The Monetary Policy Committee (MPC) of the Central Bank of Nigeria (CBN) yesterday unanimously decided to retain the Monetary Policy Rate (MPR) at 12.0 per cent with interest rate corridor of +/- 200 basis points. The clear impact of previous tightening on the rate of inflation and exchange rates up to February 2012 were considered by the Commitee in decidingn to retain this rate.
CBN Governor, Mallam Sanusi Lamido Sanusi, who announced the rate at the end of the Committee’s meeting added that the MPC also decided to retain the Cash Reserve Ratio (CRR) at 8.0 per cent and also retain the minimum liquidity Ratio of 30.0 per cent.
In arriving at its decision, Sanusi said the MPC was faced with a choice between two options. “One option was to consider, in view of the improving global economic environment, a moderation in headline inflation, slowdown in monetary aggregates and fiscal spending and the crowding out effects of high interest rates, a reduction in the policy rate.”
Hew noted that this argument was rejected on the basis of a number of factors including the persistent underlying core inflationary pressures, the need to continue supporting the naira and build up external reserves, the necessity for attracting and retaining foreign investment and the need for consistency and stability in the macroeconomic environment.
The MPC is also concerned about the rising level of domestic debt and its sustainability, as shown by the average debt service to revenue ratio of 17.6 per cent in the last three years.
This rising domestic debt profile the MPC believes “would likely have a negative impact on domestic interest rates and the flow of credit to the core private sector, among others. Although debt to GDP ratio in 2011 stood 17.8 per cent the Committee noted that the percentage of debt service to government revenue was a high 19.1 per cent in the same year.”
In view of the high interest rate environment occasioned by tight monetary policy stance, a moderation in government borrowing would be positive not just for the fiscal position but for access to finance by the private sector. The CBN was advised to maintain its clear focus on price stability as “it is not evident that a moderation in February is sufficient to establish a trend, and warrant a reversal of monetary tightening,” Sanusi said.
Sanusi also noted that the MPC resolved to watch closely developments with respect to the fiscal stance and to respond appropriately if, and when, the need arises. To arrive at this decision the MPC noted that the underlying inflationary pressure from supply shocks would have been more severe had there been no mitigating factors on the demand side.
It was also discovered that aggregate credit and broad money (M2) have been on the decline and there are signs of improving fiscal position with some control over expenditure and no imminent increase in wages.
Government’s fiscal position and the absence of second-round effects of fuel subsidy removal Sanusi said “complemented the monetary stance to dampen demand. The situation is further supported by stable exchange rates and stable international commodity prices which combine to moderate imported inflation.”

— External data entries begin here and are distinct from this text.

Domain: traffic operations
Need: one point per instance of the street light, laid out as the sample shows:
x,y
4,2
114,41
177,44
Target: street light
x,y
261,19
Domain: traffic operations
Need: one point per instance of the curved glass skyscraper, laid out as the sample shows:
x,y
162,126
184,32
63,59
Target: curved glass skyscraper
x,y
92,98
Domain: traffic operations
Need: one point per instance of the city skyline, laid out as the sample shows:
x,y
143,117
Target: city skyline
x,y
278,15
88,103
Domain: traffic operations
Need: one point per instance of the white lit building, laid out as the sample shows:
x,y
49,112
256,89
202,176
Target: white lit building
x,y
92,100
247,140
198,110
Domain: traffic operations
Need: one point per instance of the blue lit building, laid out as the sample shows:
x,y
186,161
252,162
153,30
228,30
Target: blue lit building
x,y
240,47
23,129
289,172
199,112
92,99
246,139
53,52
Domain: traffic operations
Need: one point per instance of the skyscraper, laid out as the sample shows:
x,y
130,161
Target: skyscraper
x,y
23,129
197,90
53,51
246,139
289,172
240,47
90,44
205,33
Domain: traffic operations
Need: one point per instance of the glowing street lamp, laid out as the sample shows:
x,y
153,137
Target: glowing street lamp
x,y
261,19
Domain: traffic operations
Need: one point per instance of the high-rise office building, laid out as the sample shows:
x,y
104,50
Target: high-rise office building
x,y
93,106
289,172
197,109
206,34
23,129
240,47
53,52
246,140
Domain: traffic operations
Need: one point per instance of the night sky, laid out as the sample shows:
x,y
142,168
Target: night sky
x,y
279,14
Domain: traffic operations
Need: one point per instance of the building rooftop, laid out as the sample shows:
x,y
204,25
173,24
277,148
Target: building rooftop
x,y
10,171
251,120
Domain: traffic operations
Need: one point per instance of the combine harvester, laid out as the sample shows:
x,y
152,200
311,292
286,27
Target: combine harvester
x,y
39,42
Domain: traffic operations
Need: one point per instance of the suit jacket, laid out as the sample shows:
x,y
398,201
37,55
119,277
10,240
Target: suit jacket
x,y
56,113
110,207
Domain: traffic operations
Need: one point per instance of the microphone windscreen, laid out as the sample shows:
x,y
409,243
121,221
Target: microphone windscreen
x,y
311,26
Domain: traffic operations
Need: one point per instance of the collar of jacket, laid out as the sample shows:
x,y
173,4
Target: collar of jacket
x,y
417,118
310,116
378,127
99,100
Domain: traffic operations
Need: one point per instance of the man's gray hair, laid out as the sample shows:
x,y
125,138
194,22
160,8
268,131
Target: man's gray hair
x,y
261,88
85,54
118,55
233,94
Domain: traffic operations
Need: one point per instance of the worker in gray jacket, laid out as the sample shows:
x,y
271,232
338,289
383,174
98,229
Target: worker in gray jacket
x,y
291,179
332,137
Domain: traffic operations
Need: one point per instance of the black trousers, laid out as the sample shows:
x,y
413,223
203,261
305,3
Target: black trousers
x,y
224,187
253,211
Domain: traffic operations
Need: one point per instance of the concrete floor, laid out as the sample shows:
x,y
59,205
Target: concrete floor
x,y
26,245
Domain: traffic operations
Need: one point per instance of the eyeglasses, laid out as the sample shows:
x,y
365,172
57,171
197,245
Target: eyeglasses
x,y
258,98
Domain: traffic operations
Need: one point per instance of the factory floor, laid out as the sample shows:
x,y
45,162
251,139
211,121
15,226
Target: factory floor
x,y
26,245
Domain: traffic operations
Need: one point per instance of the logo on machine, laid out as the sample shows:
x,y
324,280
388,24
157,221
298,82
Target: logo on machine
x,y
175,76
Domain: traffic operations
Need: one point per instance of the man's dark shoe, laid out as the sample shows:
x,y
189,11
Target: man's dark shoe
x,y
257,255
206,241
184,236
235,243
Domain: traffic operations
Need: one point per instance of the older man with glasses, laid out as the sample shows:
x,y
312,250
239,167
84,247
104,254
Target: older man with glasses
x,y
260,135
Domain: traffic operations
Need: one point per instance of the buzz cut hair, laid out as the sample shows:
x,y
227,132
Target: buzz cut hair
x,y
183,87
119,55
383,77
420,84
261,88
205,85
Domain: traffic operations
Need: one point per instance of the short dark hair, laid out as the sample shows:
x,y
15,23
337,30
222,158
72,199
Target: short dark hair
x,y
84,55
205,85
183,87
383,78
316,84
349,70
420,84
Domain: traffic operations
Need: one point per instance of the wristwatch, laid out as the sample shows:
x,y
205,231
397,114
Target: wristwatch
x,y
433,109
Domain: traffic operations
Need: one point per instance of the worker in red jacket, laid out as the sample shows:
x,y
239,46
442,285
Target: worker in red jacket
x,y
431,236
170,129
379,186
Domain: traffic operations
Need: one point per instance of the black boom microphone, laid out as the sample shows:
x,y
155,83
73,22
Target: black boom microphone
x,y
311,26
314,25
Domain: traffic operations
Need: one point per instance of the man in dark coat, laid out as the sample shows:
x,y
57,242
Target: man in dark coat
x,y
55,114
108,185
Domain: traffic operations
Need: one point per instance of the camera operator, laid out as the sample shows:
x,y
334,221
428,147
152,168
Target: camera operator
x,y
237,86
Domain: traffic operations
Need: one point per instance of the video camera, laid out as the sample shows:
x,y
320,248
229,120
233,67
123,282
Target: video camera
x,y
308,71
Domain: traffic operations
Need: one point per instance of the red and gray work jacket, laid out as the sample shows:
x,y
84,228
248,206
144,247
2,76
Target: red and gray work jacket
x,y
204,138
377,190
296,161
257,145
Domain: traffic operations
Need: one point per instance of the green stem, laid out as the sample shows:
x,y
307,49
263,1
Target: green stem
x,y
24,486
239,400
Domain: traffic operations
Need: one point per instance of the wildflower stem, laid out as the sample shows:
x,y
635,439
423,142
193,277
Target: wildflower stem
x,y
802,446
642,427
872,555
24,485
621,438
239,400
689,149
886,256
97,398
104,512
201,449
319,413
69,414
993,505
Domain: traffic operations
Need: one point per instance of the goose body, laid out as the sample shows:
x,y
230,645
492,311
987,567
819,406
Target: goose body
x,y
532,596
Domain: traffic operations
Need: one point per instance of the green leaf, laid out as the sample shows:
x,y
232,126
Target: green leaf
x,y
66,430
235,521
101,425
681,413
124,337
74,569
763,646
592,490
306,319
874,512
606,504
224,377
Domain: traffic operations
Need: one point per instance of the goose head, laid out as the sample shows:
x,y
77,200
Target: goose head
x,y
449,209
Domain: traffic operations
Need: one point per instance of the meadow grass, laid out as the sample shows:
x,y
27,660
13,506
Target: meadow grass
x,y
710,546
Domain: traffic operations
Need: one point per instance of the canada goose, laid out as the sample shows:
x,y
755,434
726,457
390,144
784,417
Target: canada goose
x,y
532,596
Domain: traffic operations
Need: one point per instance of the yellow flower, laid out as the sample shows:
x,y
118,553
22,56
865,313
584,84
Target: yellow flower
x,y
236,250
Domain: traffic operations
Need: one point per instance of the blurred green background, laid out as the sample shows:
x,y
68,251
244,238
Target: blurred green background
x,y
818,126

The Committee, the governor added “recognized that in light of increasingly benign global environment, it is imperative to ensure that the current growth path is sustained. It noted the relative stability in the foreign exchange market as well as the modest accretion to external reserves during the period.”
In view of the poor accretion to reserves in 2011 and the need to continue to build buffers for the economy in an uncertain environment, the MPC Sanusi pointed out endorsed the stance of the CBN to focus on building reserves, defending the stability of the currency and providing conditions that are conducive to the inflow of Foreign Direct Investment (FDI).
The Committee noted with satisfaction the introduction of some fiscal and structural measures that could improve the revenue base of the government as well as enhance the capacity of the domestic economy to improve the value chain in the production process. Some of these measures include introduction of cost reflective electricity tariffs and progress in agricultural transformation initiatives.
These measures he said “would have a salutary effect on the fiscal position, they may, in the short run, put pressure on domestic prices.” Consequently he called “for both monetary and fiscal authorities to put in place coordinated measures that would moderate the increase in the general level of domestic prices in the short to medium term.”
After reviewing the overall fiscal position the committee commended the fiscal authorities for the discipline being introduced into government spending, the tightening of fiscal controls and the renewed focus on spending on capital projects.